Keine Gleichbehandlung im Tennis? «Ein schreckliches Bild für den Sport» – Dopingfall Swiatek löst Kritik aus

Syl Battistuzzi

29.11.2024

Iga Swiatek (r.) und Simona Halep haben beide Bekanntschaft mit der Dopingbehörde gemacht.
Iga Swiatek (r.) und Simona Halep haben beide Bekanntschaft mit der Dopingbehörde gemacht.
KEYSTONE

Iga Swiatek, die Weltnummer 2 bei den Frauen, erhielt nur eine kurze Sperre nach ihrem positiven Dopingbefund. Für Simona Halep, die viel länger gesperrt wurde, eine grosse Ungerechtigkeit. Auch andere aus der Szene kritisieren das Urteil.

Syl Battistuzzi

Keine Zeit? blue News fasst für dich zusammen

  • Iga Swiatek, die Weltranglistenzweite im Frauen-Tennis, wurde wegen eines Dopingbefunds für einen Monat gesperrt. Auch Jannik Sinner gab in diesem Jahr eine positive Dopingprobe ab. Der Italiener kam bis jetzt glimpflich weg.
  • Simona Halep hingegen hatte nach ihrem Befund einen deutlich längeren Spiessrutenlauf. In den sozialen Medien moniert sie eine Ungleichbehandlung.
  • Auch andere Exponenten aus der Tennis-Szene kritisieren das Swiatek-Urteil. Die Behörde ITIA wehrt sich gegen Vorwürfe.

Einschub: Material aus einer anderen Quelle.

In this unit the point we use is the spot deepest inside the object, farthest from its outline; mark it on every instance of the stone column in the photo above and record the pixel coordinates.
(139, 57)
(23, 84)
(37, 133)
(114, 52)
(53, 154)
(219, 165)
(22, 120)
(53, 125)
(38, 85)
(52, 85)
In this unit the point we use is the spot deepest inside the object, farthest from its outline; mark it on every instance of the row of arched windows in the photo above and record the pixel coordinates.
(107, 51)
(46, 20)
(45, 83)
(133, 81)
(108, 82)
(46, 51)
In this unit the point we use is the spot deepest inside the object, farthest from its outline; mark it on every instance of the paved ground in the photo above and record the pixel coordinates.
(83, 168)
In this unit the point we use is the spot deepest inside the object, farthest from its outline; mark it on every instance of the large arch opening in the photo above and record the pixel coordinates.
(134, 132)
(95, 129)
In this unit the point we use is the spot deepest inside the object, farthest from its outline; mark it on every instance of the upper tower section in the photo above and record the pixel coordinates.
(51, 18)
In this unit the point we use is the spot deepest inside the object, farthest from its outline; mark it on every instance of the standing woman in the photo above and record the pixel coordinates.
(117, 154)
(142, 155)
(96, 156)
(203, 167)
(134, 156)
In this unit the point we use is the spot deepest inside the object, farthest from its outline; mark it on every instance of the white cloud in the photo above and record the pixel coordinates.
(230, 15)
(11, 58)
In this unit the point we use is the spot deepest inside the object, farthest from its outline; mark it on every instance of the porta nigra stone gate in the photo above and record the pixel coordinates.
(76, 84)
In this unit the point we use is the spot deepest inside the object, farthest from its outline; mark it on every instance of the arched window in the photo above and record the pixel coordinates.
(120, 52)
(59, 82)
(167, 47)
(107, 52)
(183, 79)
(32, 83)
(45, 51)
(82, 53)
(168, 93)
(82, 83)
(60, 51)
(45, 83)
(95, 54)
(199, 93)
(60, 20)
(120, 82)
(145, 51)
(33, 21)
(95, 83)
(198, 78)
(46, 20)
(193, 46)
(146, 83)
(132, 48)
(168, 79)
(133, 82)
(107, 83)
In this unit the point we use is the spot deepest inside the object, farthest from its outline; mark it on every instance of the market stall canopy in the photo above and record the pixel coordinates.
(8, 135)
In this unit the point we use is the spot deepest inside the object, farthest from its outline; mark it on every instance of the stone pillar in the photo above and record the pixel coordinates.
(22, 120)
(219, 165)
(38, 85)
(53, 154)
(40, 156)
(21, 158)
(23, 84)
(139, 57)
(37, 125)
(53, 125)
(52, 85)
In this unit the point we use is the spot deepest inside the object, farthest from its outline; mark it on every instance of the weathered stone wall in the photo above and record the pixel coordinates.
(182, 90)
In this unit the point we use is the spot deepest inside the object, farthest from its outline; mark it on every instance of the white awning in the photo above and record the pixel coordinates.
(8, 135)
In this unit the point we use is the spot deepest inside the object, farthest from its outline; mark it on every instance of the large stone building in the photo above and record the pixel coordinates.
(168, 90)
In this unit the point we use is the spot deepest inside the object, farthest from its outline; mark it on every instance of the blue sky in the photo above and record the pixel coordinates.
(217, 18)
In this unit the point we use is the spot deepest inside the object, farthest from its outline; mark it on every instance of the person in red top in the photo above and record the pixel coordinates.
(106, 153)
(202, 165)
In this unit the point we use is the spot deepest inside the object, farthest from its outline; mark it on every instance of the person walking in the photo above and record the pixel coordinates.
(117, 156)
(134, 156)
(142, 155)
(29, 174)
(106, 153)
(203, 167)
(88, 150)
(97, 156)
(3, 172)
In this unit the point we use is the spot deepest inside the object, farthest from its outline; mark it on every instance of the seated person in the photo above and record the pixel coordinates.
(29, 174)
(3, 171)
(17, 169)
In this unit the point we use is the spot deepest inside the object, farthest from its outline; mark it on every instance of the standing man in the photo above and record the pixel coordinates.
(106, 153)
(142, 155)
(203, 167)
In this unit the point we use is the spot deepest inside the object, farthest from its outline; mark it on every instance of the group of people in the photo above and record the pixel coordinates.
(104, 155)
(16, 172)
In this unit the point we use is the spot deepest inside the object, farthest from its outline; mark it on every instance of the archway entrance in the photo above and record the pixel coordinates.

Iga Swiatek wurde für einen Monat gesperrt, nachdem sie positiv auf das verbotene Herzmittel Trimetazidin (TMZ) getestet worden war. Dies teilte die International Tennis Integrity Agency (ITIA) am Donnerstag mit. Swiatek habe den Verstoss gegen die Anti-Doping-Bestimmungen formell zugegeben und ihre Strafe akzeptiert.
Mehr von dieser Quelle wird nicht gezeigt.